Hanya saja, KNKT belum merilis ini rekaman black box Sriwijaya Air SJ-182. Belum ada pernyataan resmi dari KNKT terkait penyebab Sriwijaya Air jatuh. Yang beredar di media sosial terkait penyebab Sriwijaya Air jatuh masih bersifat dugaan.

Analisis sementara juga menyebutkan Sriwijaya PK-CLC tersebut hendak berpindah jalur sehingga

pilot mengalami disorientasi. Pindah jalur dan disorientasi pesawat itu membuat pesawat oleng dan terjun bebas dalam kondisi mesin masih hidup. Analisis ini didapatkan dari hasil rekam jejak penerbangan yang dirilis Flightradar24.com.

Dugaan pindah jalur disangkali pengamat penebangan Isdar Yusuf. Menurut Andi Isdar Yusuf, perpindahan jalur saat sedang climbing pesawat, atau saat pesawat sedang terbang naik, itu biasanya datang dari tower atau Jakarta Tower Control (JTC).

Dalam penerbangan, climbing pesawat adalah kondisi saat pesawat sedang terbang naik.

Menurut pengamat penerbangan Isdar Yusuf, biasanya JTC meminta pesawat pindah arah dikarenakan ada traffic, atau ada pesawat yang mau mendarat atau terlalu padat pesawat yang mau mendarat ketimbang yang mau take off.

“Kita juga tidak boleh terlalu cepat mengambill kesimpulan bahwa penyebab Sriwijaya Air jatuh karena mengalami disorientasi sehingga oleng dan pilot bingung,” ujar pengamat penerbangan Isdar Yusuf.

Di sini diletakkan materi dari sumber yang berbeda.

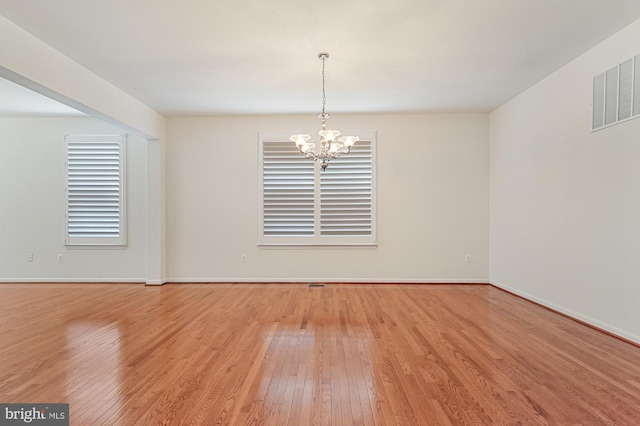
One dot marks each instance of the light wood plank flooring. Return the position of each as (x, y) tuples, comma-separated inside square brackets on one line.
[(286, 354)]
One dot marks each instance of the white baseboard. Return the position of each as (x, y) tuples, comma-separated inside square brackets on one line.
[(588, 320), (72, 280), (332, 280)]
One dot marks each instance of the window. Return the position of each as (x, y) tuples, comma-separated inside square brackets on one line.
[(95, 190), (301, 205), (616, 94)]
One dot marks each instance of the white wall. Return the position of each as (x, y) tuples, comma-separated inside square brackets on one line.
[(32, 176), (565, 202), (432, 184)]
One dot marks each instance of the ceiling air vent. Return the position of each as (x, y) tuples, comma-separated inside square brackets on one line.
[(616, 94)]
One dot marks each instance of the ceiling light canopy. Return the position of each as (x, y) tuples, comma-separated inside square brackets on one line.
[(331, 146)]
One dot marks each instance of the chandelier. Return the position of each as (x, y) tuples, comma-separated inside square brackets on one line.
[(330, 145)]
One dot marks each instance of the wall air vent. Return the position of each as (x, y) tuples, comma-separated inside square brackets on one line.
[(616, 94)]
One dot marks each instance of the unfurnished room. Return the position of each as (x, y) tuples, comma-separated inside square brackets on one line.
[(277, 212)]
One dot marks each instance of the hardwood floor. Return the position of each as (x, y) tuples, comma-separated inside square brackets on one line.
[(286, 354)]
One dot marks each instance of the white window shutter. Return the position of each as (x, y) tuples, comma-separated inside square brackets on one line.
[(300, 205), (346, 194), (598, 101), (95, 190), (611, 96), (288, 191)]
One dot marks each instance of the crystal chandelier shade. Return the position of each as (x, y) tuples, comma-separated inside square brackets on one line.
[(331, 145)]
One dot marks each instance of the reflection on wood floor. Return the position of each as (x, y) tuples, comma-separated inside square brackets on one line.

Kalau terjadi disorientasi dan pindah arah pada pesawat Sriwijaya Air SJ182 dan dilakukan oleh pilot, maka itu bisa dikatakan human factor tapi bukan berarti disorientasi arah membuat pesawat oleng sehingga pilot tidak bisa melakukan handling.

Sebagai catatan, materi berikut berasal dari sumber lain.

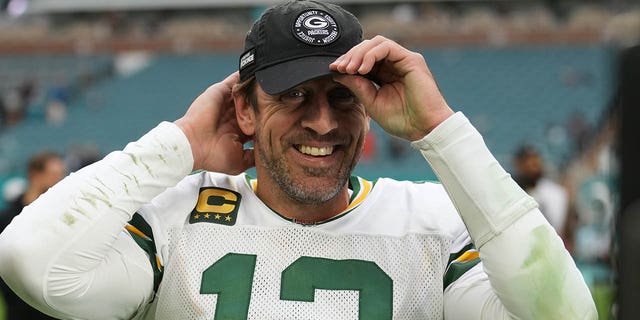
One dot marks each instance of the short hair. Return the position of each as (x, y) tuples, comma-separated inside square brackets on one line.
[(38, 162), (247, 89)]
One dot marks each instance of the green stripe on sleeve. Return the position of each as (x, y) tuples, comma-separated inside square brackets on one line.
[(455, 269), (148, 245)]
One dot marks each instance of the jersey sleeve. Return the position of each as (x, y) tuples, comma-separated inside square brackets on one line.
[(68, 253), (529, 272)]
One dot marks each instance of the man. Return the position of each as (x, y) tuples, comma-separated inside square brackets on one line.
[(304, 240), (44, 169), (552, 198)]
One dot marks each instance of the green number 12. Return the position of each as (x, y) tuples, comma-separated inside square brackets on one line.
[(231, 278)]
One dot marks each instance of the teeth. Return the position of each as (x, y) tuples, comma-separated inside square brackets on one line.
[(314, 151)]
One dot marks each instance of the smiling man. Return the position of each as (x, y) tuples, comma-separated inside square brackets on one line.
[(136, 236)]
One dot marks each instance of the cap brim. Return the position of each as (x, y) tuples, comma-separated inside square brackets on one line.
[(284, 76)]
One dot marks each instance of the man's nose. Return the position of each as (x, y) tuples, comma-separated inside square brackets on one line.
[(320, 116)]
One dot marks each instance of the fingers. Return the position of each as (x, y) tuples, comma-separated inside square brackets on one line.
[(362, 58), (361, 87)]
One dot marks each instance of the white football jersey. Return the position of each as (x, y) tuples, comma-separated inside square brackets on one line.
[(223, 254)]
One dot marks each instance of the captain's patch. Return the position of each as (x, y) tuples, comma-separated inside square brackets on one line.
[(216, 205)]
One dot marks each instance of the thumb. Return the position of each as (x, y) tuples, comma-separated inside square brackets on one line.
[(364, 89)]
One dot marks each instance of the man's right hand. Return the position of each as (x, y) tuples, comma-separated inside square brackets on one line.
[(212, 130)]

“Saya tidak yakin. Kenapa? Karena dua pilot ini masing-masing memiliki tugas untuk mengawasi pesawat ketika sedang climbing. Ini waktu di mana dua pilot betul-betul total fokus,” tegas Andi Isdar Yusuf.

Disorientasi ruang atau disorientasi pesawat adalah kondisi yang terjadi karena ketidakmampuan pesawat mengidentifikasi kondisi sekitar saat terbang.

Menurut pengamatan pengamat penerbangan Isdar Yusuf, Sriwijaya Air SJ182 tujuan Jakarta-Pontianak tersebut kecil kemungkinan mengalami disorientasi karena posisinya masih di ketinggian 2.000-an meter. Andi Isdar Yusuf tetap berpendapat besar kemungkinan penyebab Sriwijaya Air jatuh karena elevator copot atau tidak berfungsi

Yang dalam lingkaran itulah elevator pesawat. Ia terhubung langsung dengan kemudi dan berfungsi menaik-turunkan pesawat.
Yang dalam lingkaran itulah elevator pesawat. Ia terhubung langsung dengan kemudi dan berfungsi menaik-turunkan pesawat. (dok.tribun)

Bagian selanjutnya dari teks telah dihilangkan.